Words That Deserve Our Attention: Tapeínōsis

Visible to anyone in the world

sketch.png

Words That Deserve Our Attention: Tapeínōsis

I don’t know if you’ve noticed, but something in our common life feels fractured. Like a spoiled child flinging away the dummy, we insist on having things our own way, often without a second glance at our neighbour. Everyone is grasping, demanding, defending. And it leaves me wondering—where are we heading?

Into that noise comes a quiet, easily overlooked word: ταπείνωσις (tapeínōsis). It is usually translated as humility or lowliness, but those words can mislead us if we imagine weakness, self-erasure, or a timid shrinking back. In Scripture, tapeínōsis is not imposed; it is chosen. It is a refusal to grasp for status, a willingness to become small that rises not from shame, but from strength. It belongs to someone who does not need to insist on their importance. In the Christian imagination, humility is not thinking less of oneself, but needing to prove oneself less.

The Apostle Paul gives this vision clear shape in Philippians 2:3–5:

“Do nothing from selfish ambition or conceit, but in humility regard others as better than yourselves.
Let each of you look not to your own interests, but to the interests of others.
Let the same mind be in you that was in Christ Jesus.”

Here, the word translated as “humility” is ταπεινοφροσύνη (tapeinophrosýnē)—a lowliness of mind, an inward posture rather than a public performance.

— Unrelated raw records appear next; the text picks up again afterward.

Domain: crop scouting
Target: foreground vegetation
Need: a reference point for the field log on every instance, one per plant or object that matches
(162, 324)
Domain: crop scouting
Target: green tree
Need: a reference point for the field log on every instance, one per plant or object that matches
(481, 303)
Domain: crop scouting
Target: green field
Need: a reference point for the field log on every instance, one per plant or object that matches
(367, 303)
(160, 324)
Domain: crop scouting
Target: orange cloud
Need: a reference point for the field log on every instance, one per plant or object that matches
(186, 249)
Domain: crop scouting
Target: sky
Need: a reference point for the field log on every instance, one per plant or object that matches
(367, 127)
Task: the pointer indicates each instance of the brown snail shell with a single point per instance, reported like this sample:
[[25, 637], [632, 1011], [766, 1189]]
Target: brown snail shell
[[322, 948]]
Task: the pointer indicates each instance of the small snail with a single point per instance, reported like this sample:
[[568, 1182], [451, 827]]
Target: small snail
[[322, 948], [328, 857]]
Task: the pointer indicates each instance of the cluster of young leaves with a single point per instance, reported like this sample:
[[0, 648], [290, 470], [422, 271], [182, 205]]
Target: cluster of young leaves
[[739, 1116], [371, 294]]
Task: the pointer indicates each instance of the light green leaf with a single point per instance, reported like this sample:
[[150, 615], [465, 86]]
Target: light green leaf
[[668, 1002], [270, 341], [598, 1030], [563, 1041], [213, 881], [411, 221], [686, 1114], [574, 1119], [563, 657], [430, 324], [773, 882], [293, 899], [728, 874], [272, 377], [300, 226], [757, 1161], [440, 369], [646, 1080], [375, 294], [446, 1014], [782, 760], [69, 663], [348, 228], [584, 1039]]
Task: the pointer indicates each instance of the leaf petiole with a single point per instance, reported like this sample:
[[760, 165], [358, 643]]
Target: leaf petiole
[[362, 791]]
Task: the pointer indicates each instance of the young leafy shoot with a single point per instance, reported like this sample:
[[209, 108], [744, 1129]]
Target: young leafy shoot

Jane Austen offers us a negative mirror of this truth in Pride and Prejudice, through the unforgettable figure of Mr. Collins. He speaks the language of humility fluently, but he has no tapeínōsis at all. In his proposal of marriage, he explains:

“My reasons for marrying are, first, that I think it a right thing for every clergyman in easy circumstances (like myself) to set the example of matrimony in his parish; secondly, that I am convinced it will add very greatly to my happiness; and thirdly—which perhaps I ought to have mentioned earlier—that it is the particular advice and recommendation of the very noble lady whom I have the honour of calling patroness.”

The speech is funny, but its humour is moral. Mr. Collins is full—full of himself, full of borrowed importance, full of anxious self-regard. He cannot empty himself enough even to see the person before him. Everything becomes status, obligation, performance. Austen shows us that pride does not always shout; sometimes it bows, flatters, and disguises itself as duty.

What Mr. Collins lacks is not confidence, but chosen smallness. He cannot release rank, reputation, or self-justification, and so he never becomes fully human to those around him. His world is crowded with himself, and for that reason, he is curiously alone.

Τapeínōsis invites us into a different way of being. It asks us to step down without fear, to loosen our grip, to trust that our worth does not disappear when we relinquish control. The word shows us that humility is not the loss of glory, but the way glory is transfigured into love. And Austen, with her quiet irony, reminds us what happens when we refuse that path: we may be respectable, even admired, and yet remain strangely, painfully absurd—and alone.